Espaço do Diário do Minho

Dói-me tudo
31 Dez 2018
Paulo Fafe

Encontrei-me com Portugal e vinha com ar abatido. Então que se passa? Olha, venho do médico. Mas de que te queixas? Não sei, dói-me tudo, sinto um mal-estar geral; pareço o protesto dos coletes amarelos! Não sabiam de que se queixar porque lhes doía o estado do país por inteiro.

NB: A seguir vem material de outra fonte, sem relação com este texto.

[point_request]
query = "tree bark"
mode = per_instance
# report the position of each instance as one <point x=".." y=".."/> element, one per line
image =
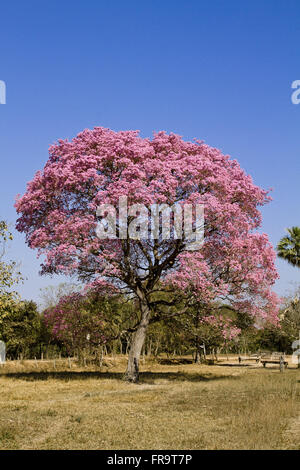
<point x="137" y="342"/>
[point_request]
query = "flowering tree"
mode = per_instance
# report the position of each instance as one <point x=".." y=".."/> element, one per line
<point x="58" y="216"/>
<point x="77" y="322"/>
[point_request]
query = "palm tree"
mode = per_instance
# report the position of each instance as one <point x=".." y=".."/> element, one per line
<point x="289" y="246"/>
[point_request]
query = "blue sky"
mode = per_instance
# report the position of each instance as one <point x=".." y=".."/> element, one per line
<point x="220" y="71"/>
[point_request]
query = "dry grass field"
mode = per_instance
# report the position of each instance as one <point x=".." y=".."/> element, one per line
<point x="177" y="405"/>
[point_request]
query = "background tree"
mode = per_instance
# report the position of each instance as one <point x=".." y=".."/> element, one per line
<point x="20" y="330"/>
<point x="289" y="246"/>
<point x="58" y="216"/>
<point x="9" y="276"/>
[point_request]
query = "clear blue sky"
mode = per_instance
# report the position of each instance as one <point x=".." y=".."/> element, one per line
<point x="220" y="71"/>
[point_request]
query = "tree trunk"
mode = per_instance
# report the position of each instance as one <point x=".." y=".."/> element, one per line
<point x="137" y="342"/>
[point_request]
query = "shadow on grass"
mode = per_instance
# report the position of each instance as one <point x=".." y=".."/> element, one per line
<point x="145" y="377"/>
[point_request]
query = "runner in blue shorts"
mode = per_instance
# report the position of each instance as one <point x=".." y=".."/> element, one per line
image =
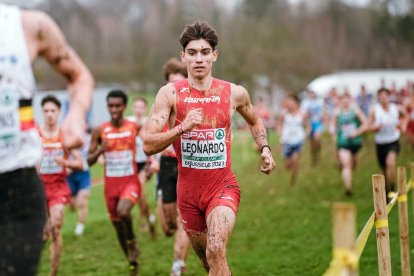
<point x="80" y="184"/>
<point x="312" y="106"/>
<point x="292" y="124"/>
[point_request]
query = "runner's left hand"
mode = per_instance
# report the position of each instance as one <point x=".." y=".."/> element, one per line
<point x="60" y="161"/>
<point x="268" y="164"/>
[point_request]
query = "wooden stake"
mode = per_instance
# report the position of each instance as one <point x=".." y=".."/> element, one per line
<point x="403" y="219"/>
<point x="344" y="235"/>
<point x="381" y="224"/>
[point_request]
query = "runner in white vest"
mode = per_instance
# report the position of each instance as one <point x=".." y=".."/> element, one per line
<point x="25" y="35"/>
<point x="388" y="121"/>
<point x="291" y="128"/>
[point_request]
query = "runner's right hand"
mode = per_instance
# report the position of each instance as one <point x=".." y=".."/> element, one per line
<point x="193" y="118"/>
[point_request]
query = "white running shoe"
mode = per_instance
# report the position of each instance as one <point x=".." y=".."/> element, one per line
<point x="80" y="228"/>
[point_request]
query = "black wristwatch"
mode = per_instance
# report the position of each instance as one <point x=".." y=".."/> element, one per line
<point x="265" y="146"/>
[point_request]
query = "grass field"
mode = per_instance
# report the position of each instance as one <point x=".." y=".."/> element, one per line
<point x="280" y="230"/>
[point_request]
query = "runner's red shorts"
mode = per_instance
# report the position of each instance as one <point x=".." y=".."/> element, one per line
<point x="196" y="201"/>
<point x="410" y="127"/>
<point x="57" y="193"/>
<point x="115" y="190"/>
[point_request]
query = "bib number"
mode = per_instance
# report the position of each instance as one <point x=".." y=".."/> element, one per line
<point x="204" y="149"/>
<point x="9" y="121"/>
<point x="119" y="163"/>
<point x="49" y="165"/>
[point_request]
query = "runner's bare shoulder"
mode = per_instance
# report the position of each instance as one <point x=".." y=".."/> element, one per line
<point x="239" y="95"/>
<point x="36" y="23"/>
<point x="166" y="96"/>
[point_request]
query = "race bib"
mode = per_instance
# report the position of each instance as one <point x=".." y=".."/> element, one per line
<point x="204" y="149"/>
<point x="388" y="129"/>
<point x="348" y="129"/>
<point x="119" y="163"/>
<point x="293" y="133"/>
<point x="49" y="165"/>
<point x="9" y="120"/>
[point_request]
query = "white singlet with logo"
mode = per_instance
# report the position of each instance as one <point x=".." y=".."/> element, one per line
<point x="293" y="132"/>
<point x="389" y="121"/>
<point x="50" y="152"/>
<point x="18" y="149"/>
<point x="119" y="163"/>
<point x="204" y="149"/>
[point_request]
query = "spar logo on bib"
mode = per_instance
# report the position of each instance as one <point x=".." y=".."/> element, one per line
<point x="204" y="149"/>
<point x="220" y="134"/>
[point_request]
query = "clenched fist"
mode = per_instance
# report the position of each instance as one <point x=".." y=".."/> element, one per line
<point x="268" y="164"/>
<point x="193" y="118"/>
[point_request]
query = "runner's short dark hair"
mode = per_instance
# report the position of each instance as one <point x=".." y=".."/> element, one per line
<point x="51" y="99"/>
<point x="293" y="97"/>
<point x="142" y="99"/>
<point x="117" y="93"/>
<point x="173" y="66"/>
<point x="383" y="89"/>
<point x="199" y="30"/>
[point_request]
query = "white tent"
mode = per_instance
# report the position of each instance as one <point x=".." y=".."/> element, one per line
<point x="352" y="80"/>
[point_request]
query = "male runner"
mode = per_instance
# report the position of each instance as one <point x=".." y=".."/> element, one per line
<point x="52" y="171"/>
<point x="198" y="111"/>
<point x="292" y="124"/>
<point x="144" y="163"/>
<point x="122" y="188"/>
<point x="80" y="185"/>
<point x="387" y="120"/>
<point x="312" y="106"/>
<point x="26" y="35"/>
<point x="170" y="219"/>
<point x="348" y="123"/>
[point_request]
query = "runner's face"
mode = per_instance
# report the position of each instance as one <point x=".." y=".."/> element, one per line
<point x="51" y="113"/>
<point x="291" y="104"/>
<point x="383" y="98"/>
<point x="175" y="77"/>
<point x="139" y="109"/>
<point x="116" y="108"/>
<point x="346" y="101"/>
<point x="199" y="58"/>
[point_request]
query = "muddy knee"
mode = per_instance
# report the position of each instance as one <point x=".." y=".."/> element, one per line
<point x="216" y="253"/>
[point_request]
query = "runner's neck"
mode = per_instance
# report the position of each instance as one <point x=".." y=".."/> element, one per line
<point x="117" y="123"/>
<point x="50" y="131"/>
<point x="200" y="84"/>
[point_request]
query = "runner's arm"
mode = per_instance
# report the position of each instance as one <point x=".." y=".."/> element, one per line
<point x="371" y="122"/>
<point x="306" y="124"/>
<point x="403" y="118"/>
<point x="73" y="164"/>
<point x="242" y="104"/>
<point x="332" y="123"/>
<point x="246" y="110"/>
<point x="54" y="48"/>
<point x="155" y="140"/>
<point x="280" y="122"/>
<point x="94" y="149"/>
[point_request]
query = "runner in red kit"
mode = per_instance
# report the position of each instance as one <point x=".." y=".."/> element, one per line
<point x="52" y="171"/>
<point x="198" y="111"/>
<point x="122" y="188"/>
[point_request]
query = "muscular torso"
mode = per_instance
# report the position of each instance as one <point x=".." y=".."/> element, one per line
<point x="172" y="100"/>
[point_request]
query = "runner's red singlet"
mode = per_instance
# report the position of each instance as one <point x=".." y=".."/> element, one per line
<point x="121" y="180"/>
<point x="205" y="179"/>
<point x="52" y="174"/>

Estou na mesma: dói-me a saúde com a greve dos enfermeiros, dói-me a educação com o roubo de tempo feito aos professores, dói-me a justiça com os juízes a reivindicar, até já não sei se são ou não são órgãos de soberania;

dói-me os transportes com os motoristas a ameaçar parar, dói-me a perda de confiança nos deputados com a questão das falsas moradas e abonos indevidos, dói-me o roubo de Tancos, dói-me o roubo das armas da PSP – as Glocks – dói-me a morosidade da justiça, sangravam ainda as feridas das bancarrotas dos bancos, levando com a sua gestão ruinosa ou maldosa ao roubo das economias de toda uma vida;

dói-me a falta de pudor na reconstrução das casas ardidas dos grandes incêndios florestais, isto causa-me tamanha dor saber que uns tiveram as suas casas desabitadas ou segundas habitações reconstruídas, enquanto outros ainda dormem em barracas de campanha ou rulotes. Que dor de alma isto me provoca!

Dói-me ouvir dizer que nos hospitais faltam máscaras para estar nos blocos operatórios ou luvas para mudar consoante os preceitos de segurança e higiene hospitalar determinam. Dói-me observar como foi possível não interditar o trânsito na estrada de Borba ao ponto de permitir o colapso que levou à morte pessoas e bens! Dói-me ter de contar cem greves em noventa dias. É obra! Mas para lá um pouco com as tuas queixas porque ao que me dizem as finanças estão bem, ou mesmo muito bem, ao ponto de o ministro das finanças ser uma estrela do défice nacional!

Talvez Mário Centeno a quem te estás a referir, seja uma estrela, mas está a tantos anos luz de chegar aos portugueses que pouco alumia e nada aquece. Esta é a realidade. Se houvesse menos contabilidade e mais caridade, talvez estas minhas dores não fossem tão sentidas. Deixa lá, Portugal doente, porque amanhã é outro ano que começa, o Ano Novo que talvez te traga a alegria que não tens e não tiveste este ano de 2018 que agora finda.

Alegra-te porque não falta champanhe nos hotéis de luxo, barretes encarnados para os pobres, vivas nas praças públicas, contagens decrescentes e uvas passas. Entra no espírito da esperança e verás como as tuas dores, meu querido Portugal, verás como as esperanças fazem desaparecer as angústias e tristezas de um ano que agora se acaba.

Talvez seja isso só que dizes, esperança milagreira, é isso que traz o primeiro minuto de 2019; mas as minhas dores, as dores deste meu corpo que dá pelo nome de Portugal, continuam a ser as mesmas, a esperança morre aí depois da contagem para a meia-noite, e eu, infelizmente, continuarei a dizer, dói-me tudo.

Vou-me embora enquanto a folia me não apanha e faz de anestesia. Espera um pouco mais: ouviste o discurso do Presidente da República e do primeiro-ministro? Ouvi mas são analgésicos de placebo. Até amanhã.